[HAD] Chapitre 1 : Indicible, fin d’un parcours de soin
Année de réalisation : octobre 2022
Année de production : mars 2025
Exposition : mars à mai 2025, Festival Impulse, Arles
[HAD : Indicible : fin d’un parcours de soin] est une série d’image témoignant des derniers instants de vie de Mathilde atteinte d’un cancer du col de l’utérus en phase terminale et âgée de 30 ans. Ce travail a été réalisé en octobre 2022 au cours de son hospitalisation à notre domicile, dont la gestion était assurée par la Fondation Santé Service.
L’HAD est réalisable partout en France et permet de procurer des soins au domicile du patient quand la situation le permet. Le ministère de la santé et l’ATIH, indiquaient en octobre 2021, 154.000 patients concernés et 282 établissements capables d’assurer cette mission.
Mathilde, ma femme, a reçu son diagnostic en septembre 2021, 7 mois après la naissance de nos jumelles. Biologiste de formation, je travaillais alors dans la recherche clinique pour le laboratoire Sanofi. Mon travail consistait à mettre en place des essais cliniques dans les hôpitaux de France auprès de patient atteints de diverses pathologies dont les cancers.

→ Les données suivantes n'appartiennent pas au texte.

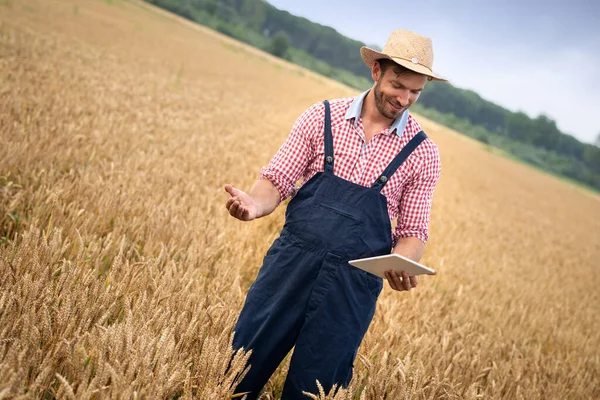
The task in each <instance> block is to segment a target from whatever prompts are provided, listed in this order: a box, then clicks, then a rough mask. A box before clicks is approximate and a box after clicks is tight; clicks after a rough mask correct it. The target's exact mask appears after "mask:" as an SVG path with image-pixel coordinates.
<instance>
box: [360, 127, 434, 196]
mask: <svg viewBox="0 0 600 400" xmlns="http://www.w3.org/2000/svg"><path fill="white" fill-rule="evenodd" d="M425 139H427V135H426V134H425V132H423V131H420V132H419V133H417V134H416V135H415V136H414V137H413V138H412V139H411V140H410V142H408V143H407V144H406V146H404V147H403V148H402V150H400V153H398V154H397V155H396V157H394V159H393V160H392V162H390V164H389V165H388V166H387V167H386V169H385V170H384V171H383V172H382V174H381V175H380V176H379V178H377V180H376V181H375V182H374V183H373V185H371V187H372V188H374V189H377V190H378V191H381V189H383V187H384V186H385V184H386V183H387V181H389V179H390V178H391V177H392V175H394V173H395V172H396V170H397V169H398V168H400V165H402V163H403V162H404V161H405V160H406V159H407V158H408V156H410V155H411V154H412V152H413V151H414V150H415V149H416V148H417V146H419V145H420V144H421V143H422V142H423V140H425Z"/></svg>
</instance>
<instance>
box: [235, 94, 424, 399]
mask: <svg viewBox="0 0 600 400" xmlns="http://www.w3.org/2000/svg"><path fill="white" fill-rule="evenodd" d="M324 104H325V132H324V134H325V168H324V172H319V173H317V174H316V175H315V176H313V177H312V178H311V179H310V180H309V181H308V182H307V183H306V184H305V185H303V186H302V188H300V190H299V191H298V193H297V194H296V196H295V197H294V198H293V199H292V200H291V201H290V203H289V204H288V207H287V210H286V221H285V225H284V227H283V230H282V232H281V234H280V236H279V238H277V239H276V240H275V242H274V243H273V245H272V246H271V247H270V249H269V250H268V251H267V253H266V255H265V258H264V261H263V265H262V267H261V269H260V271H259V273H258V276H257V278H256V280H255V281H254V283H253V284H252V286H251V287H250V290H249V291H248V295H247V297H246V302H245V304H244V307H243V309H242V312H241V313H240V316H239V319H238V321H237V324H236V326H235V335H234V348H236V349H239V348H241V347H244V348H245V349H252V351H253V353H252V355H251V357H250V361H249V363H250V365H251V368H250V371H249V373H248V374H247V375H246V377H245V378H244V380H243V381H242V382H241V383H240V384H239V385H238V387H237V388H236V391H235V392H236V393H241V392H250V393H249V395H248V398H249V399H256V398H257V396H258V395H259V393H260V391H261V389H262V388H263V386H264V385H265V384H266V383H267V381H268V379H269V377H270V376H271V375H272V374H273V372H274V371H275V369H276V368H277V366H278V365H279V364H280V363H281V361H282V360H283V358H284V357H285V356H286V355H287V353H288V352H289V351H290V350H291V348H292V347H293V346H294V345H295V350H294V353H293V356H292V359H291V361H290V367H289V372H288V375H287V379H286V382H285V385H284V389H283V394H282V399H285V400H288V399H292V400H293V399H301V398H302V399H305V398H307V397H305V396H303V395H302V391H303V390H304V391H307V392H312V393H318V389H317V385H316V380H317V379H318V380H319V382H320V383H321V384H322V385H323V387H324V389H325V390H326V392H327V391H329V390H330V388H331V387H332V386H333V385H334V384H336V383H337V384H339V385H343V386H347V385H348V384H349V382H350V379H351V378H352V367H353V363H354V359H355V357H356V352H357V350H358V347H359V345H360V343H361V341H362V339H363V336H364V334H365V333H366V331H367V328H368V327H369V324H370V323H371V319H372V318H373V314H374V313H375V303H376V301H377V297H378V296H379V293H380V292H381V289H382V287H383V280H382V279H381V278H379V277H377V276H375V275H372V274H369V273H368V272H365V271H363V270H361V269H358V268H355V267H353V266H351V265H350V264H348V261H349V260H352V259H356V258H363V257H372V256H379V255H384V254H389V253H390V252H391V250H392V240H391V224H390V218H389V215H388V209H387V201H386V197H385V196H384V195H382V194H381V189H382V188H383V186H384V185H385V184H386V182H387V181H388V179H389V177H391V176H392V175H393V174H394V172H395V171H396V170H397V169H398V167H399V166H400V165H401V164H402V162H404V160H405V159H406V158H407V157H408V156H409V155H410V154H411V153H412V151H413V150H414V149H415V148H416V147H417V146H418V145H419V144H420V143H421V142H422V141H423V140H424V139H425V138H426V137H427V136H426V135H425V133H424V132H422V131H421V132H419V133H418V134H417V135H416V136H415V137H414V138H413V139H412V140H411V141H410V142H409V143H408V144H407V145H406V146H405V147H404V148H403V149H402V151H400V153H398V155H397V156H396V157H395V158H394V160H392V162H391V163H390V164H389V165H388V166H387V168H386V169H385V170H384V171H383V173H382V174H381V175H380V176H379V178H378V179H377V180H376V181H375V183H373V185H372V186H371V187H370V188H369V187H365V186H361V185H358V184H356V183H352V182H349V181H346V180H344V179H342V178H339V177H337V176H335V175H334V174H333V165H334V153H333V136H332V133H331V115H330V111H329V103H328V102H327V101H325V102H324Z"/></svg>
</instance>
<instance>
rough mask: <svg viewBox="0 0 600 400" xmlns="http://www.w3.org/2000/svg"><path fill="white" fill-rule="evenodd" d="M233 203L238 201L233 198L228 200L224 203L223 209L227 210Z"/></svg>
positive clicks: (231, 198)
mask: <svg viewBox="0 0 600 400" xmlns="http://www.w3.org/2000/svg"><path fill="white" fill-rule="evenodd" d="M235 201H238V200H237V199H236V198H235V197H230V198H228V199H227V202H226V203H225V208H226V209H228V210H229V209H230V208H231V205H232V204H233V203H234V202H235Z"/></svg>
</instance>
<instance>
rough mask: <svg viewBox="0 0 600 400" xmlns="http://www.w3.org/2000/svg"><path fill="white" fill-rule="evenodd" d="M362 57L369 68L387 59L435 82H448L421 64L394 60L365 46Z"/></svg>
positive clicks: (366, 64)
mask: <svg viewBox="0 0 600 400" xmlns="http://www.w3.org/2000/svg"><path fill="white" fill-rule="evenodd" d="M360 56H361V57H362V59H363V61H364V63H365V64H366V65H367V67H369V68H372V67H373V64H375V61H377V60H378V59H380V58H387V59H388V60H392V61H393V62H395V63H396V64H400V65H402V66H403V67H404V68H406V69H409V70H411V71H414V72H416V73H418V74H422V75H426V76H428V77H430V78H431V79H433V80H435V81H442V82H448V79H444V78H442V77H441V76H438V75H436V74H434V73H433V71H431V70H430V69H429V68H427V67H424V66H422V65H421V64H415V63H413V62H411V61H409V60H405V59H403V58H394V57H390V56H388V55H387V54H385V53H381V52H379V51H377V50H373V49H371V48H369V47H366V46H363V47H361V49H360Z"/></svg>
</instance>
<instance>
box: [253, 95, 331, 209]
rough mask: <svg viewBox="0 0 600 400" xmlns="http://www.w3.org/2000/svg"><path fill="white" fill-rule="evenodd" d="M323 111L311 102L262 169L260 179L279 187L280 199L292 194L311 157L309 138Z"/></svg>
mask: <svg viewBox="0 0 600 400" xmlns="http://www.w3.org/2000/svg"><path fill="white" fill-rule="evenodd" d="M319 104H320V105H319ZM323 114H324V107H323V104H322V103H317V104H314V105H313V106H312V107H310V108H309V109H308V110H306V111H305V112H304V113H303V114H302V115H301V116H300V117H299V118H298V119H297V120H296V123H295V124H294V126H293V127H292V129H291V131H290V133H289V135H288V137H287V139H286V140H285V142H284V143H283V145H281V147H280V148H279V150H278V151H277V153H276V154H275V156H273V158H272V159H271V161H270V162H269V164H268V165H267V166H266V167H264V168H262V169H261V175H260V179H268V180H269V181H270V182H271V183H273V185H274V186H275V187H276V188H277V190H278V191H279V195H280V202H281V201H284V200H285V199H287V198H288V197H290V196H293V195H294V194H295V192H296V188H295V186H294V185H295V183H296V182H297V181H298V179H300V177H301V176H302V174H303V173H304V171H305V170H306V168H307V166H308V165H309V163H310V161H311V159H312V157H314V149H313V147H312V144H311V140H310V139H311V137H312V135H314V132H315V131H316V130H318V129H319V121H320V120H322V119H323ZM321 129H322V127H321Z"/></svg>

Mathilde a vécu une année de soin pour combattre son cancer, plusieurs chimiothérapies suivies de radiothérapie, l’inclusion dans un essai clinique à l’Institut Curie et en dernière intention, l’injection d’une molécule prometteuse dans le traitement du cancer du sein. Cependant, aucune de ces thérapies n’a fonctionné et son état de santé n’a fait que se dégrader.

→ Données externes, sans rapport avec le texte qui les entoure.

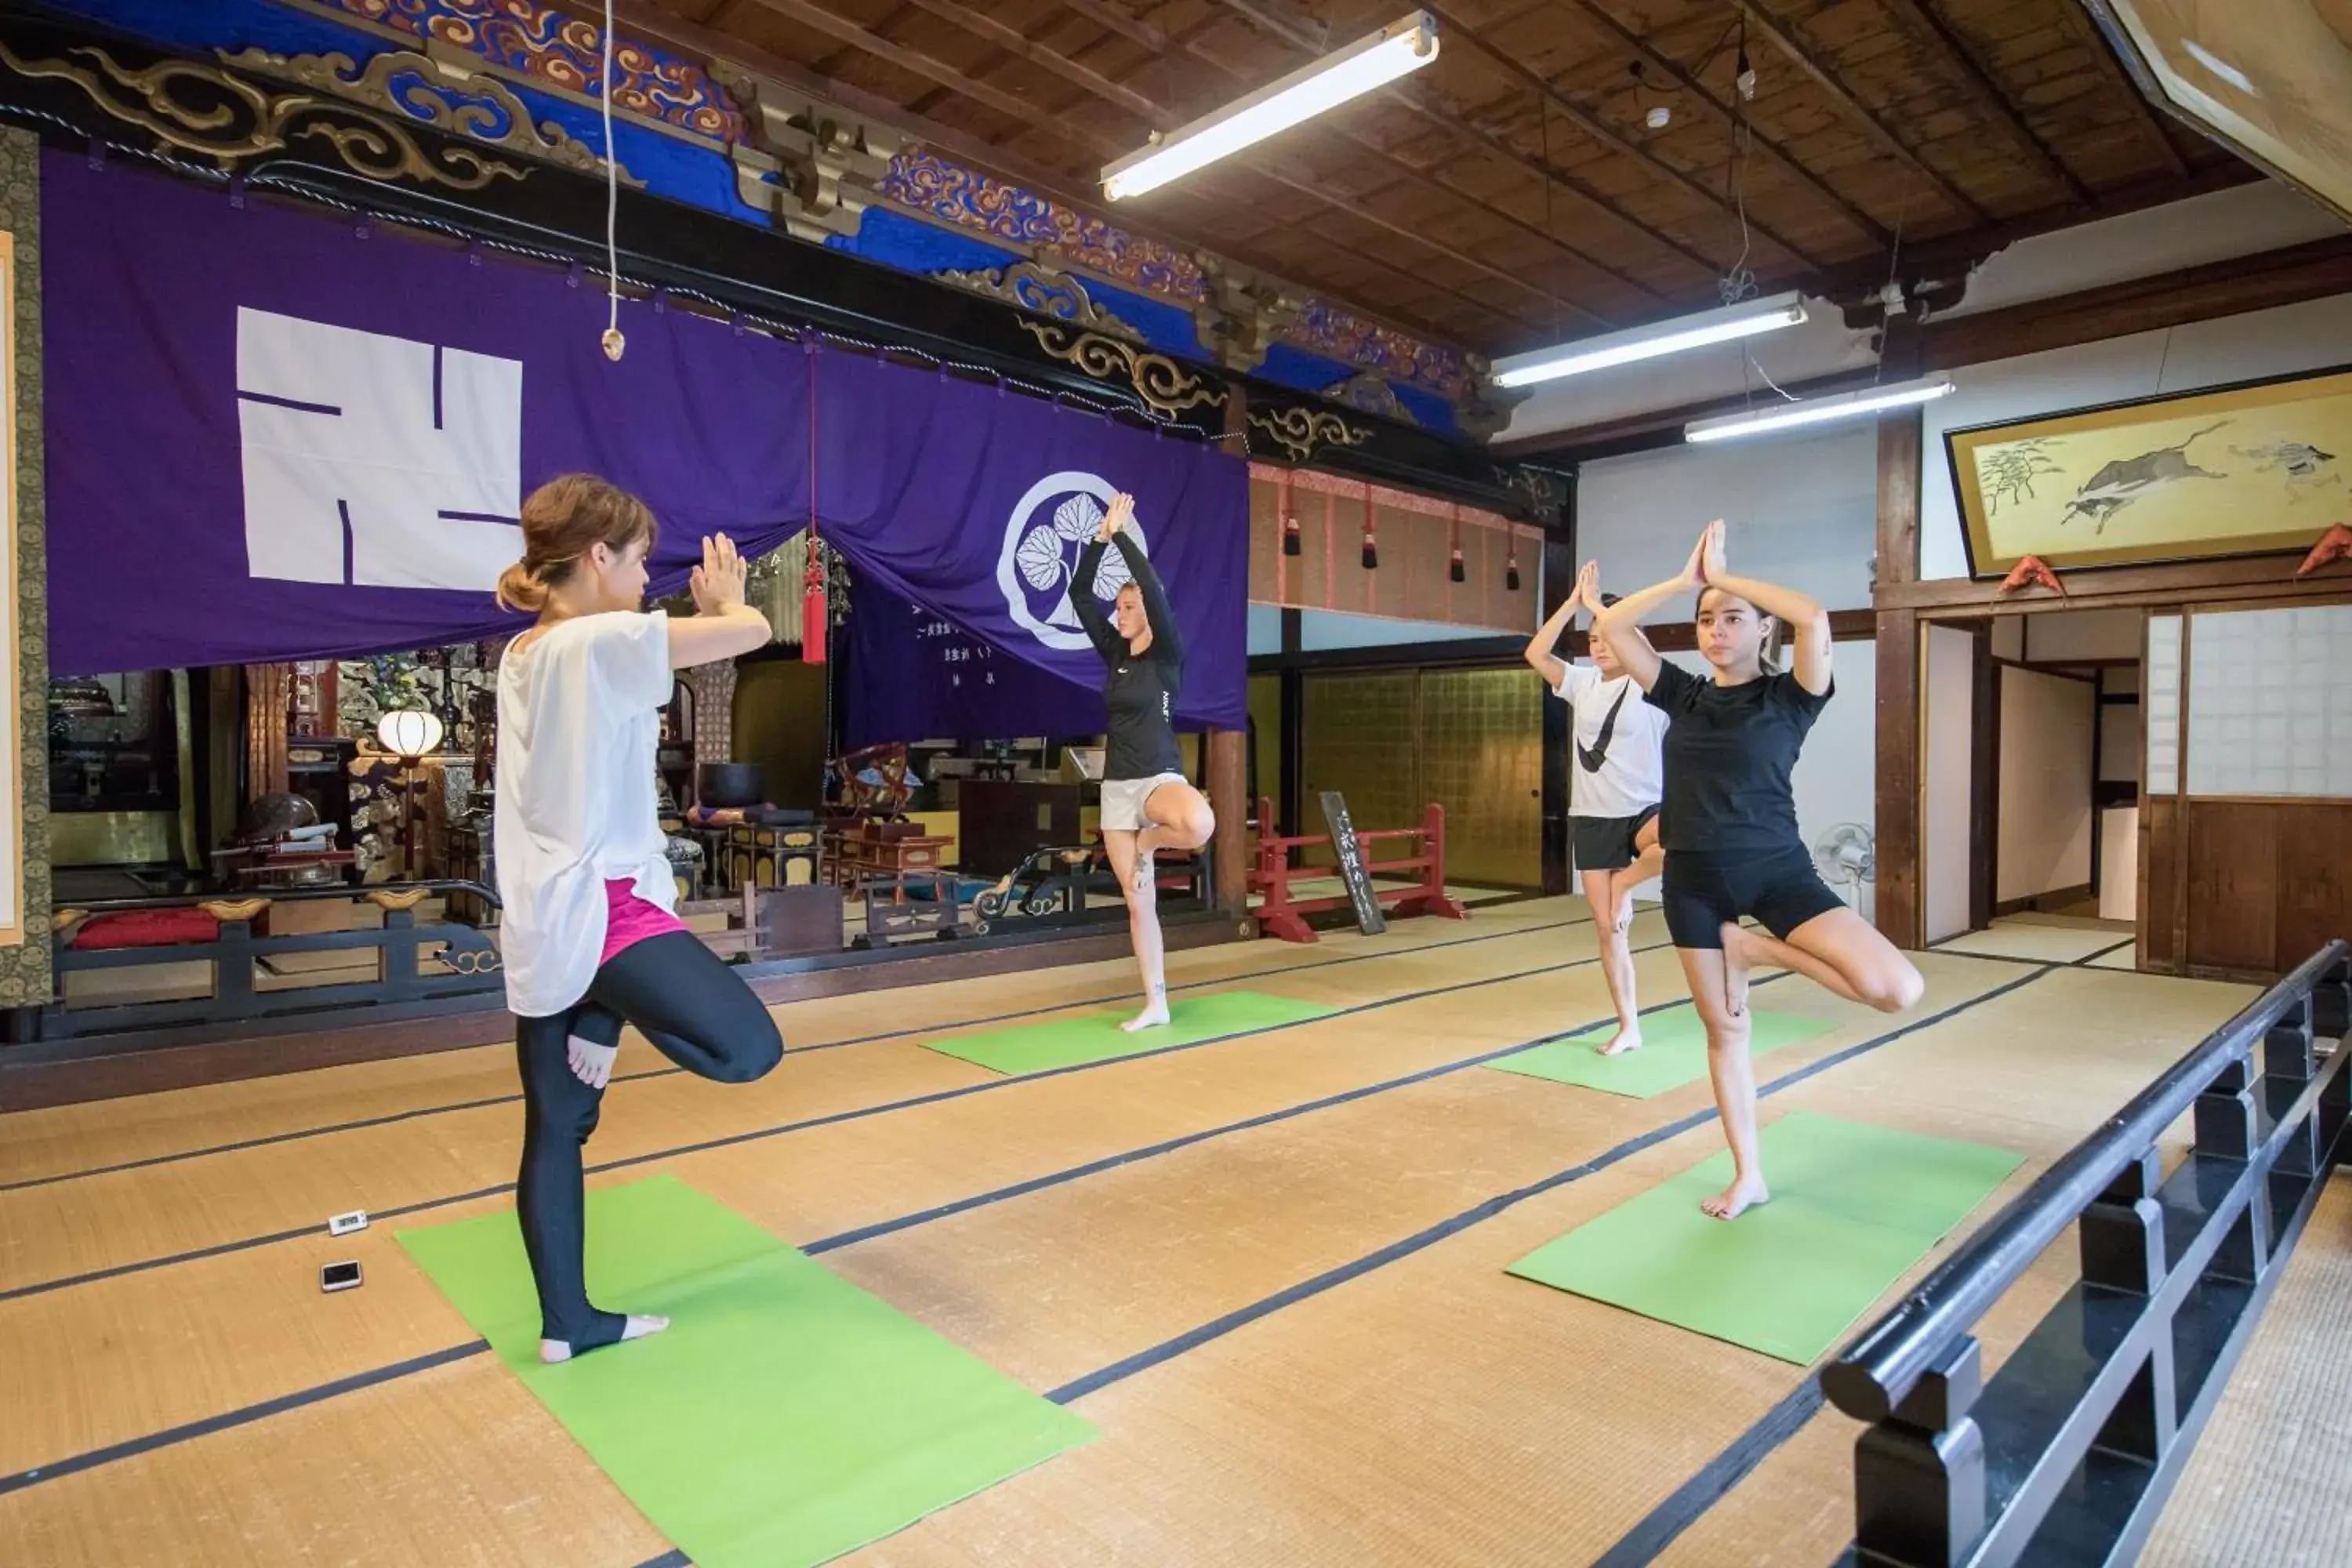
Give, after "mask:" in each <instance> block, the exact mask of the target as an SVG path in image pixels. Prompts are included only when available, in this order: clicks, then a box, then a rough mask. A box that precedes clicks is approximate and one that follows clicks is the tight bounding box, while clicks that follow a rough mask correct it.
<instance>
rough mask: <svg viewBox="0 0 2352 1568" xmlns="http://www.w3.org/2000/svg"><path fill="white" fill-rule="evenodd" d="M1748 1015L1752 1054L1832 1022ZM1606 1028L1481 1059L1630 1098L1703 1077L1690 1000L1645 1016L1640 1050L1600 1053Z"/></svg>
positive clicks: (1702, 1065) (1656, 1090) (1833, 1023)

Passionné depuis l’adolescence par la prise de vue et les procédés photographique, c’est en au cours de cette année 2021-2022 que je choisi d’abandonner la recherche clinique et de professionnaliser mon activité de photographe en me formant à l’école des Gobelins. J’avais pour ambition de mettre le monde hospitalier à distance et d’apporter à notre famille une touche artistique pour nous sortir de la morbidité ambiante. J’entame cette formation le 6 octobre 2022, 2 jours après l’arrivée de Mathilde à la maison. Je m’absentais la journée au maximum 6 heures en prenant le soin de toujours assurer une présence amicale ou familiale auprès d’elle.

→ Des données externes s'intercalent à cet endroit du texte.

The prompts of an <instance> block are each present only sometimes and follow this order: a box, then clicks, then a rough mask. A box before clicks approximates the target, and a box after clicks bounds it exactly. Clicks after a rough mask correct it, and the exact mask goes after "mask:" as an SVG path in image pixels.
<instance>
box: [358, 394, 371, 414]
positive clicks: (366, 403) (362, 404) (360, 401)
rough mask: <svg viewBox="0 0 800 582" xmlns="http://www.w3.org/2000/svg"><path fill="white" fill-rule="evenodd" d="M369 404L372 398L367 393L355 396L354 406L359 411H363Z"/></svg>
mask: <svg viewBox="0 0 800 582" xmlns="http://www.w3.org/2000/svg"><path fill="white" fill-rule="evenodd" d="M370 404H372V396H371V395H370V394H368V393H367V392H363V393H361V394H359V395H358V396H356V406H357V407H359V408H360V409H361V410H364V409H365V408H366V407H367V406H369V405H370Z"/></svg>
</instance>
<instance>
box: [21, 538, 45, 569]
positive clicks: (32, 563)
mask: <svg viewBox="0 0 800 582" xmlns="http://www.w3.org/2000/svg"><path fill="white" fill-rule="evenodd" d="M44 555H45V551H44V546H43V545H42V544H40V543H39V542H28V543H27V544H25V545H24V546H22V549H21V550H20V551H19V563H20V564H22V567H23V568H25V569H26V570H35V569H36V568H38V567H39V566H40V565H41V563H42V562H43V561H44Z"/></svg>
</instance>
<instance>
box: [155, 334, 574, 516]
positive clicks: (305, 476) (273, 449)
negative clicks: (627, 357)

Le 4 octobre 2022 Mathilde quitte l’hôpital Tenon (Paris 20e) et son hospitalisation à domicile se met en place afin de lui permettre de recevoir ses soins palliatifs chez elle.
L’expérience ici vécue se résuma en un défilé frénétique et envahissant, de médecins, infirmières, aides-soignantes, de jour comme de nuit. L’HAD est une épreuve dense et violente ponctuée de moments de douceur. Face à la perte d’autonomie, les proches se transforment en soignants, face aux livraisons excessives de consommables, les meubles se transforment en armoires médicales. Le mobilier est changé de place, le lit médicalisé collé au lit conjugal masque la lumière qui pénètre dans la chambre, le planning des proches s’organise autour de celui du personnel médical, l’intimité familiale s’estompe.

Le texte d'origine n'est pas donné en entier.